Tuesday, September 4, 2007

Ann Stroeber- On Campus Event

Senior Portfolio 9-11:20pm class -- attendance is optional.

Senior Portfolio 12-2:20 pm class -- attendance is MANDATORY.
All afternoon meetings are postponed until Tuesday 9/11

Blog responses due by Friday the 7th by 5 pm.




Kinetic Imaging welcomes sound designer, Ann Kroeber, Thursday, September 6 at noon in the Student Commons Theater.

Ann Kroeber has supplied sound effects for such diverse films as The Black Stallion, The English Patient, Gladiator, the Lord of the Rings films, Hidalgo, The Horse Whisperer, the recent Star Wars trilogy, and many others. Kinetic Imaging’s Stephen Vitiello spoke with Ms. Kroeber and tells me this…

Although she is often called upon to supply sounds from her huge collection of animal noises/vocalizations, she is also renowned for her unusual recordings of sounds from everyday life, many recorded with a FRAP (Frequency Response Audio Pickup) contact microphone custom-made many years ago by an English audio guru named Arnie Lazarus. In fact, the Hollywood Edge FX library even put out a disc of her FRAP recordings–Common Sounds Heard in Uncommon Ways—as part of a three-CD set called Sounds of a Different Realm. The other two of the discs are dominated by the work of her late husband, Oscar-winning FX designer/editor Alan Splett, who did groundbreaking work with Carroll Ballard, David Lynch, and other directors before his untimely passing in 1995.

I checked in with Kroeber recently to talk about her sound design work on Ballard’s forthcoming film Duma, about the adventures of a young boy and a cheetah in South Africa (set for mid-February release; the article will appear in the March issue of Mix), and while I was admiring her wall of hundreds of SFX audio tapes in her office at the Saul Zaentz Film Center in Berkeley, she revealed that many of the reels were from Alan Splett’s one-of-a-kind collection of sound effects compiled by the American Film Institute through the years.
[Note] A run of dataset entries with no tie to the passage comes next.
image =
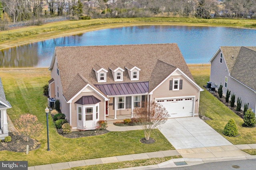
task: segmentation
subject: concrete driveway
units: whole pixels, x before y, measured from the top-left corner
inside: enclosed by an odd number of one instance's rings
[[[199,117],[169,119],[159,130],[176,149],[233,145]]]

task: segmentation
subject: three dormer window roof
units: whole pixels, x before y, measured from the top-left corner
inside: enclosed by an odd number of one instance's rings
[[[125,68],[127,69],[131,80],[139,80],[139,73],[140,69],[129,63],[127,63]],[[106,82],[106,74],[107,72],[108,72],[106,69],[97,64],[93,66],[92,69],[95,71],[98,82]],[[110,66],[109,69],[111,70],[115,82],[123,81],[124,72],[125,71],[124,69],[112,63]]]

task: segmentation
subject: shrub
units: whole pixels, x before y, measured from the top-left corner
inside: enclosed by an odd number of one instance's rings
[[[235,137],[238,135],[237,126],[233,118],[231,118],[224,127],[223,134],[232,137]]]
[[[220,96],[220,98],[222,98],[222,94],[223,93],[223,92],[222,91],[222,88],[223,86],[220,83],[220,87],[218,89],[218,93],[219,94],[219,96]]]
[[[250,108],[247,109],[244,115],[244,125],[248,127],[254,127],[256,123],[255,113]]]
[[[51,114],[52,114],[52,115],[53,115],[54,116],[54,115],[56,115],[56,114],[57,114],[59,112],[58,112],[58,111],[57,110],[56,110],[56,109],[54,109],[52,110],[51,111]]]
[[[233,93],[231,95],[231,99],[230,99],[230,106],[233,107],[235,105],[235,99],[236,98],[236,95]]]
[[[60,112],[60,100],[58,99],[55,101],[55,109],[59,112]]]
[[[124,123],[128,124],[131,122],[131,119],[124,119]]]
[[[225,97],[225,99],[226,100],[226,103],[228,103],[228,100],[229,99],[229,97],[230,96],[230,91],[228,89],[227,89],[227,92],[226,94],[226,97]]]
[[[12,137],[10,136],[6,136],[4,137],[4,142],[10,142],[12,141]]]
[[[245,112],[246,112],[248,109],[248,106],[249,106],[249,103],[248,104],[244,103],[244,115],[245,114]]]
[[[49,87],[48,84],[45,85],[43,87],[43,89],[44,89],[44,91],[43,92],[44,95],[47,97],[49,97],[49,92],[48,91],[48,88]]]
[[[67,122],[66,120],[64,119],[57,120],[55,122],[55,127],[56,127],[56,129],[59,129],[61,128],[63,124]]]
[[[236,110],[238,111],[240,111],[241,110],[241,107],[242,107],[242,100],[241,100],[241,98],[238,98],[237,100],[236,101]]]
[[[66,116],[65,115],[65,114],[63,113],[56,114],[53,117],[53,120],[54,121],[56,121],[56,120],[60,119],[65,119],[65,117]]]
[[[99,120],[98,121],[98,123],[102,130],[105,130],[108,127],[107,121],[105,120]]]
[[[136,118],[135,117],[132,117],[132,118],[131,118],[131,123],[138,123],[138,122],[139,120],[137,118]]]
[[[71,132],[71,126],[68,123],[65,123],[61,126],[63,133],[70,133]]]

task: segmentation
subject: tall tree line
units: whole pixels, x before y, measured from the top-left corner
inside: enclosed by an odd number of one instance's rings
[[[65,15],[92,18],[156,16],[256,18],[256,0],[91,0],[97,5],[92,6],[84,0],[0,0],[0,19],[5,16],[16,22]],[[46,8],[43,10],[44,5]]]

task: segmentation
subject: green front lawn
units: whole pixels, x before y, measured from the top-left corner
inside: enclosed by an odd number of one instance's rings
[[[209,81],[210,65],[196,67],[189,65],[195,81],[202,87]],[[206,122],[234,145],[256,143],[256,128],[242,127],[243,120],[230,110],[208,91],[200,93],[199,111],[204,113],[206,116],[212,119]],[[238,129],[238,136],[229,137],[222,133],[224,127],[233,118]]]
[[[156,140],[152,144],[140,143],[144,137],[142,130],[110,132],[96,136],[78,139],[64,138],[57,133],[52,117],[49,117],[50,151],[47,150],[46,116],[44,109],[47,99],[43,96],[44,85],[50,79],[46,68],[1,68],[0,76],[7,100],[12,108],[8,110],[14,120],[22,114],[37,116],[44,125],[39,137],[35,138],[41,147],[29,152],[0,151],[1,160],[27,160],[33,166],[54,163],[174,149],[164,135],[154,129],[151,137]]]

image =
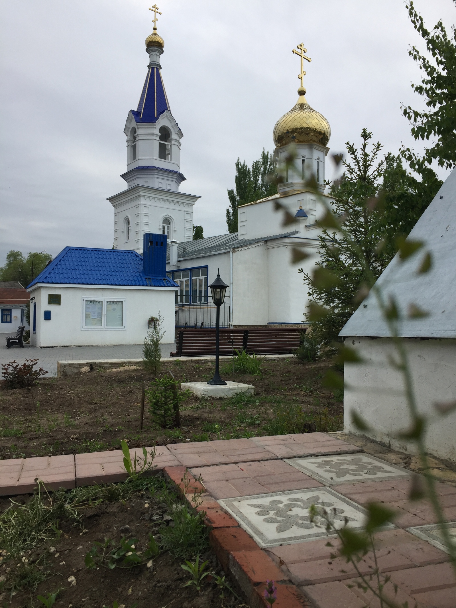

“Alan worked at the AFI when he was doing [David Lynch’s] Eraserhead,” she says. “He was hired to catalog their sound library, and he also made copies of the tapes for himself as part of their arrangement. Then there was a flood in their basement and [the AFI’s] copies were ruined, so then Alan had the only copies. And it’s just amazing stuff. There’s all sorts of World War II airplanes that were done for old movies. There’s traffic in the ’40s and ’50s in different cities–it just sound so different that what you hear now. There’s people’s voices–old walla; it’s different, too. And the sound quality on a lot of it is awesome. I’d love to work with the AFI to make it available.”

Ideally, Kroeber could get a grant to pay for digitizing the entire collection and putting it up online, making it available to students and sound professionals for the first time. Nothing is in the offing at the moment, but perhaps something will soon materialize.